Next Generation Therapies for Schizophrenia: From Specific Genetic Mutations to Targeting Repair Pathways

Next Generation Therapies for Schizophrenia: From Specific Genetic Mutations to Targeting Repair Pathways

Posted: January 27, 2014

Story highlights

 

From The Quarterly, Spring 2014

Mary-Claire King calls it her “Anna Karenina Hypothesis.” Just as Tolstoy observed that “every unhappy family is unhappy in its own way,” recent results that she and colleagues have obtained suggest that someone who sustains a potentially disease-causing de novo gene mutation is quite possibly the only person in the world with precisely that mutation.  

Incredible as this sounds, it is likely true. Dr. King describes this class of very rare disruptive mutations in her most recent schizophrenia study (published in Cell in 2013) as “essentially private mutations,” so specific are they to those who have them. “We found 55 affected people had 54 different disruptive mutations,” she says. That is, only 1 of the 55 was seen in more than one patient.

Does this mean that every person with schizophrenia caused by a new mutation will need a unique form of therapy to counter the mutated gene’s effects?

Almost certainly not, says Dr. King. “Many thousands of different loss-of-[biological]-function mutations* within the BRCA1 and BRCA2 genes have been identified,” she says. “At the level of individuals, all of these are rare, and each one confers substantially elevated risk for breast and ovarian cancer.” But all of these rare, “severe” mutations affect the same DNA repair pathway, she explains, which makes them targets for a single class of tailored medication (now in development).  

She strongly suspects there is an analogy with rare new mutations in schizophrenia that disrupt genes and may give rise to pathologies associated with the disease. “Of those 54 disruptive mutations I mentioned, 50 of them are components of a single network of genes that we were able to identify,” says Dr. King. “That network acts within the prefrontal cortex of the brain during late gestation. Activity in the network subsides after birth, but then increases again in late adolescence.”
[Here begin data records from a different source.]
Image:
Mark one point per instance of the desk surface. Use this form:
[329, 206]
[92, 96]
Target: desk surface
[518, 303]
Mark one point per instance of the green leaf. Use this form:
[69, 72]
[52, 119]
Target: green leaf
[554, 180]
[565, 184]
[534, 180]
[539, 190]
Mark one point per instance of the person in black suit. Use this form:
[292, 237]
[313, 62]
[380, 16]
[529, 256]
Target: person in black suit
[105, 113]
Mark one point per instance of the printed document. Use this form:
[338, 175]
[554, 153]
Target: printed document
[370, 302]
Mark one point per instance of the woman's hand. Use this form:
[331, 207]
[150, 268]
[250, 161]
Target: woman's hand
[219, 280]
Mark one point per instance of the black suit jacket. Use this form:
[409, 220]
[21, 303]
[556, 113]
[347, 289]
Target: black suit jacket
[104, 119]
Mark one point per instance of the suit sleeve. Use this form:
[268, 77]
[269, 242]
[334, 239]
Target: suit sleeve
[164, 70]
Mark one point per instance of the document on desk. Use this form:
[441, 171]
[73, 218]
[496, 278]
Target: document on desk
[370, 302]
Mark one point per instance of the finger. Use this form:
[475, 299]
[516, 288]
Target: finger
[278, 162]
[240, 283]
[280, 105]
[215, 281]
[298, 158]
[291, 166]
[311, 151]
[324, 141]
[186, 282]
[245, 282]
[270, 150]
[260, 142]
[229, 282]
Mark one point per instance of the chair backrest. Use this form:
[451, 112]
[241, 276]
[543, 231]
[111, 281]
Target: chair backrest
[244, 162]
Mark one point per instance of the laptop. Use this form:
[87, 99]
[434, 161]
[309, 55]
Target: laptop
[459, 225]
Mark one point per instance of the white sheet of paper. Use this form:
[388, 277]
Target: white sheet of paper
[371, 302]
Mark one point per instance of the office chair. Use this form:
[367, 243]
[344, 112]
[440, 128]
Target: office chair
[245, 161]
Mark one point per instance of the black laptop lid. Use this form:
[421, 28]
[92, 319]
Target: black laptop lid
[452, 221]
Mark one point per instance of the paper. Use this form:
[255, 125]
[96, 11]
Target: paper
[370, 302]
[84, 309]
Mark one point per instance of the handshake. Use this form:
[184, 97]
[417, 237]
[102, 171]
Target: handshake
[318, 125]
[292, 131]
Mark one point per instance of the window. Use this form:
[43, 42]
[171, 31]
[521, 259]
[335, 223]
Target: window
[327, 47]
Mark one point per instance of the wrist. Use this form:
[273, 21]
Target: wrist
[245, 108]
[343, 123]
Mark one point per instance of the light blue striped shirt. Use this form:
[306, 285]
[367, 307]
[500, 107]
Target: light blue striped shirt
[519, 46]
These facts are a source of real hope. It may be true that new mutations are unique to each person, but the genes they are affecting “seem to feed into the same pathways, ones that are important as the brain develops and years later, around the time the behavioral symptoms of schizophrenia tend to emerge,” explains Dr. King. “Once we more fully understand the pathways into which these genes are merging, then wise neurobiologists and pharmacologists will be able to find entry points into them. This is how it has worked with the BRCA genes: knowing the genetics led pharmaceutical researchers to develop what are called PARP inhibitors,” which effectively treat the pathology caused by the BRCA mutations.

Dr. King predicts that “in the future there will be new classes of psychiatric medications; I think they will be pathway-defined; I think the pathways will be gene-defined, and the genes will be mutation-defined.”

Her lab’s current project is its most ambitious so far: looking at the DNA of every person recruited into a large NIMH-curated sample of schizophrenia patients and healthy controls. After fully sequencing 7,000 patient genomes and an equal number of controls, “we’ll be looking for genes and classes of genes affected by new mutations. The more we can find, the more we can contribute to knowledge about pathways, and thus bring us closer to pathway-specific medications.”